The AI race shows no signs of slowing down. We’ve reported about how iOS 18 is expected to build in many different AI features throughout the OS, and Apple is racing ahead with its AI research and development, publishing new research papers and code several times a month.
But all that internal development doesn’t mean the company won’t also the approach of Microsoft, whose Copilot features in Windows are built with licensed OpenAI technology. If the latest report from Bloomberg is true, iOS 18 may have one or more AI features powered by Google’s new Gemini AI.
Mark Gurman cites “people familiar with the situation” in claiming that Apple is in talks with Google to license Gemini to power “some new features coming to the iPhone software this year.” Gemini is Google’s latest next-generation generative AI model just introduced in December (with Gemini 1.5 announced in February). Apple is said to have also spoken with OpenAI recently as well.
Google has paid Apple billions of dollars a year to make its search engine the default for the iPhone’s Safari web browser. Users can change this, but most don’t know how or care to. As a result, over a billion iPhone users make multiple Google searches a day, helping to cement Google’s dominance in search and of course making the company a ton of money serving ads.

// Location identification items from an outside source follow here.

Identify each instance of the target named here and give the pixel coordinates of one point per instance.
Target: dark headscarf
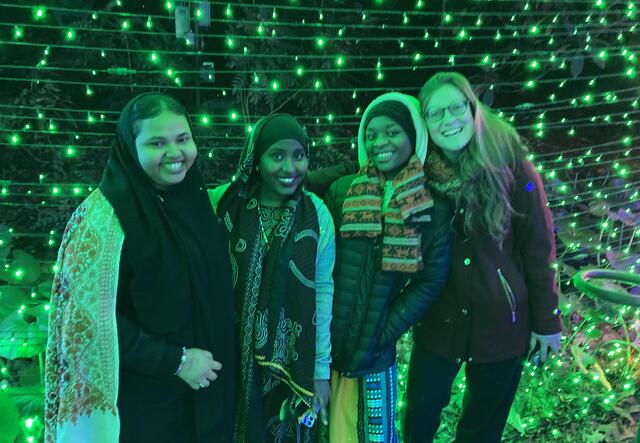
(286, 282)
(180, 269)
(279, 127)
(396, 111)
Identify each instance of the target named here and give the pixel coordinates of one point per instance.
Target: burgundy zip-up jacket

It’s unclear how this new deal would compare to that one. The report says that issues like branding or the scope of how features would be implemented have not yet been decided.
Gemini made a big splash when it arrived earlier this year, but quickly ran into controversy. After a series of social-media posts showing inaccurate depictions of historical figures, Google “paused” image generation and admitted that its “tuning to ensure that Gemini showed a range of people failed to account for cases that should clearly not show a range.”
Apple is pushing hard to introduce lots of big new AI-driven features in iOS 18 and has been publishing research papers on AI at an increasing rate over the last several months. A deal to use Google’s generative AI may be an indication that Apple isn’t far enough along in producing some of its own AI tools, or the effort may be limited in scope—using Gemini for browser-based features like AI-powered search or web page summaries, for example, while Apple’s own AI is used for other features like image editing and an upgraded Siri.
We likely won’t hear anything concrete about Apple’s AI partners and homegrown tools until WWDC in June, when the company takes the wraps off iOS 18, macOS 15, and its other new operating systems.